Ayatollah Ali Sistani, Iraq’s pre-eminent Shia cleric, has long argued for national unity and dialogue. In 2006 and in 2007, crucially, he forbade Shia from taking up arms after Sunni militants bombed the al- Askari mosque in Samarra.
Sistani’s call in June 2014 for volunteers to fight ISIS reflected the seriousness of the threat. But it was also seen by many Shia as an endorsement of militias that, while nominally under the Iraqi state as “Popular Mobilisation Units”, are to a greater or lesser extent subject to Iranian control or influence.
Sistani’s recent support for demonstrations against corruption and poor services — oddly similar to the “You Stink” protests in Lebanon — shows the ayatollah retains an independent voice.
Beginning in Medina, near Basra, and spreading to Baghdad, the demonstrators were condemned by the Shia parties, which have been in government for more than a decade. Former prime minister Nuri al-Maliki accused them of being “against religion” and appeared even to allege they were allied to ISIS.
Similar claims were made in Iran. The chief of staff of the armed forces, Major-General Hassan Firouzabadi, alleged the protests were “orchestrated” by “well-known groups… non-Muslim ones sometimes”.
There are differences in Tehran over Iraq, which partly coincide with differences between those who favour broad engagement with the outside world and those who see Iran as a beleaguered revolutionary state.
Iranian President Hassan Rohani’s approach has been exemplified in frequent visits to Sistani in Najaf by Foreign Minister Mohammad Javad Zarif and Ali Shamkhani, the ethnic Arab appointed by the president as Iran’s top security official.
But the divide is clearly illustrated by the continuing debate in Tehran not just over the nuclear issue but over Iran’s wider foreign policy.
When Major-General Qassem Soleimani, commander of the Revolutionary Guards’ elite Quds Force who has played a leading role in Iraq, addressed the annual meeting of the Assembly of Experts, the clerical body that chooses Iran’s leader, on September 3rd he argued that Iran’s power and spiritual influence were strengthening the “axis of resistance” around the region.
Ayatollah Mohammad Yazdi, the assembly’s head, told fellow clerics Iran should “not change our foreign policy of opposition to America, our Number One enemy, whose crimes are uncountable”.

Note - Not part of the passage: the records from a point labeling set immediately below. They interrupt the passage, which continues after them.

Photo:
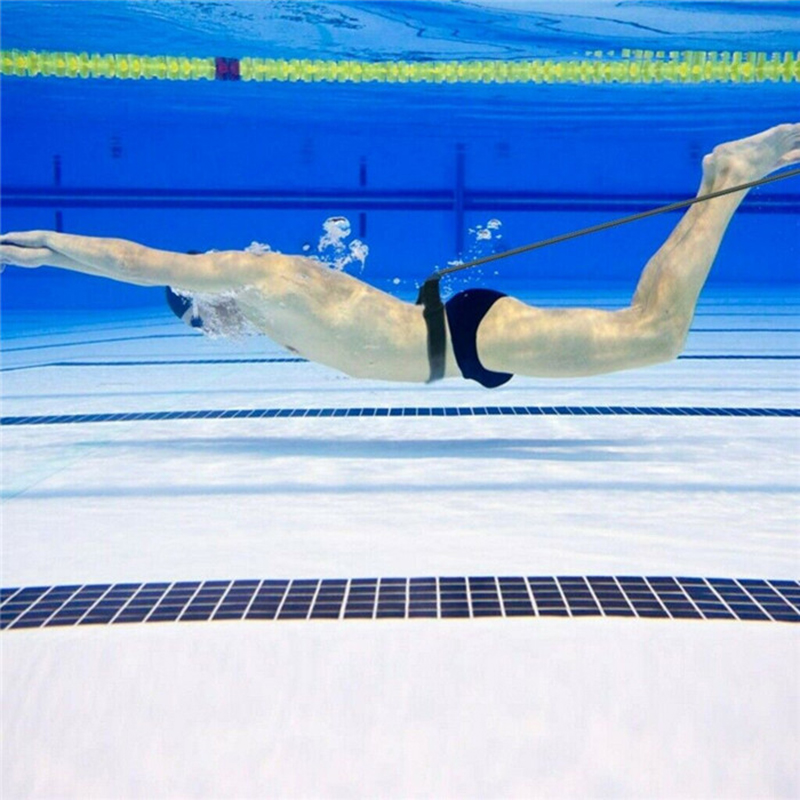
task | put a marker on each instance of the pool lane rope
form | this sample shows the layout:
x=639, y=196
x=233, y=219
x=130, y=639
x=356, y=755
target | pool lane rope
x=595, y=68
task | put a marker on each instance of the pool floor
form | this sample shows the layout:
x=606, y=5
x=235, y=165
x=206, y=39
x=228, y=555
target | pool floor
x=144, y=452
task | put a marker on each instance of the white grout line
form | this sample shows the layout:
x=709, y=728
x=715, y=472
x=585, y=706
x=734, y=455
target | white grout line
x=252, y=599
x=345, y=598
x=758, y=604
x=563, y=596
x=531, y=597
x=660, y=601
x=594, y=596
x=158, y=602
x=625, y=597
x=314, y=599
x=500, y=596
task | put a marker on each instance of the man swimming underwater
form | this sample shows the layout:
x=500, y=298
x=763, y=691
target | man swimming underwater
x=337, y=320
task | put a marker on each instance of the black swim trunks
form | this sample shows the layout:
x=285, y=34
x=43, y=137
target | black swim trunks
x=464, y=314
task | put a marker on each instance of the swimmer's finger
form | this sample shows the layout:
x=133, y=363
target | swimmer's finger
x=24, y=238
x=29, y=257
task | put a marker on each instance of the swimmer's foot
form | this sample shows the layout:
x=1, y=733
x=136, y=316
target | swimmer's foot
x=752, y=158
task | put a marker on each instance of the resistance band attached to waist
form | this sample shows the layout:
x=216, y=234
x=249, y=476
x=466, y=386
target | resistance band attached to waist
x=433, y=312
x=430, y=296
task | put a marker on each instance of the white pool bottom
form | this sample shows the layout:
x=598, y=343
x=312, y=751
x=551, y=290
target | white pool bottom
x=494, y=708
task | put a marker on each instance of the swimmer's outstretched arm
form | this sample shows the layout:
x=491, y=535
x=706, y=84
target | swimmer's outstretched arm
x=129, y=262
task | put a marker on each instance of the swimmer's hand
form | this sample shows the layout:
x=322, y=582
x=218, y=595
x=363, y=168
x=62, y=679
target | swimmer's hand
x=26, y=249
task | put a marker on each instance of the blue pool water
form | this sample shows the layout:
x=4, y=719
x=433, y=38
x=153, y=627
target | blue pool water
x=419, y=170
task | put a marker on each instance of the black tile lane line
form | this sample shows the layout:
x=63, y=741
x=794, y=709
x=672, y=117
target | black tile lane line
x=412, y=411
x=445, y=597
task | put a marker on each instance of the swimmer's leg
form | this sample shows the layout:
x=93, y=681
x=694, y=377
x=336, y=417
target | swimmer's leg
x=129, y=262
x=539, y=342
x=326, y=315
x=674, y=276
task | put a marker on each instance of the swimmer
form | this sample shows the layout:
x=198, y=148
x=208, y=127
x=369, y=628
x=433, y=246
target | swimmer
x=337, y=320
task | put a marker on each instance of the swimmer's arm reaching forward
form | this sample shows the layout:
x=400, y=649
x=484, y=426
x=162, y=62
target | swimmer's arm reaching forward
x=130, y=262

Such rhetoric feeds concern among many senior clerics at Western influence, in culture as much as politics. Fifty years after Jalal Al-e Ahmad first popularised the notion of gharbzadegi (‘westoxification’), they remain keen to isolate young Iranians from Western music, clothes and fast-food chains.
As long as the nuclear issue remains live — even once the parliament has voted on the agreement, sanctions are not due to be lifted until February-April 2016 — the main division in Iranian politics is between those who support the agreement and those who oppose it.
This may bring together supporters of the agreement, from reformists to many conservatives, in the two elections due on the same day on February 25, 2016, for the 86-member Assembly of Experts and for the 290-seat parliament. This would increase the likelihood of a shift in either body, especially parliament, favouring Rohani.
Word in Tehran says the president has been discussing some electoral arrangement for the parliamentary election with House Speaker Ali Larijani, a natural conservative who supported the nuclear talks by fighting off attempts by parliamentary deputies to tie the negotiators’ hands. Larijani brushed away a question about this in New York on September 2nd, noting that Rohani was not standing in the election.
Securing a more supportive parliament would not give Rohani carte blanche but it would strengthen his hand not just over the nuclear issue but in regional policy. With Iraq, this means moving closer to the approach favoured by Sistani, including a more inclusive government.
This implies reducing tension with Saudi Arabia — identified by Rohani as a priority in his first speech in office — and probably closer cooperation with the United States against ISIS.
Iraq has repeatedly confounded even modest expectations but, if Rohani wants a viable and stable neighbour, he has no choice but to try.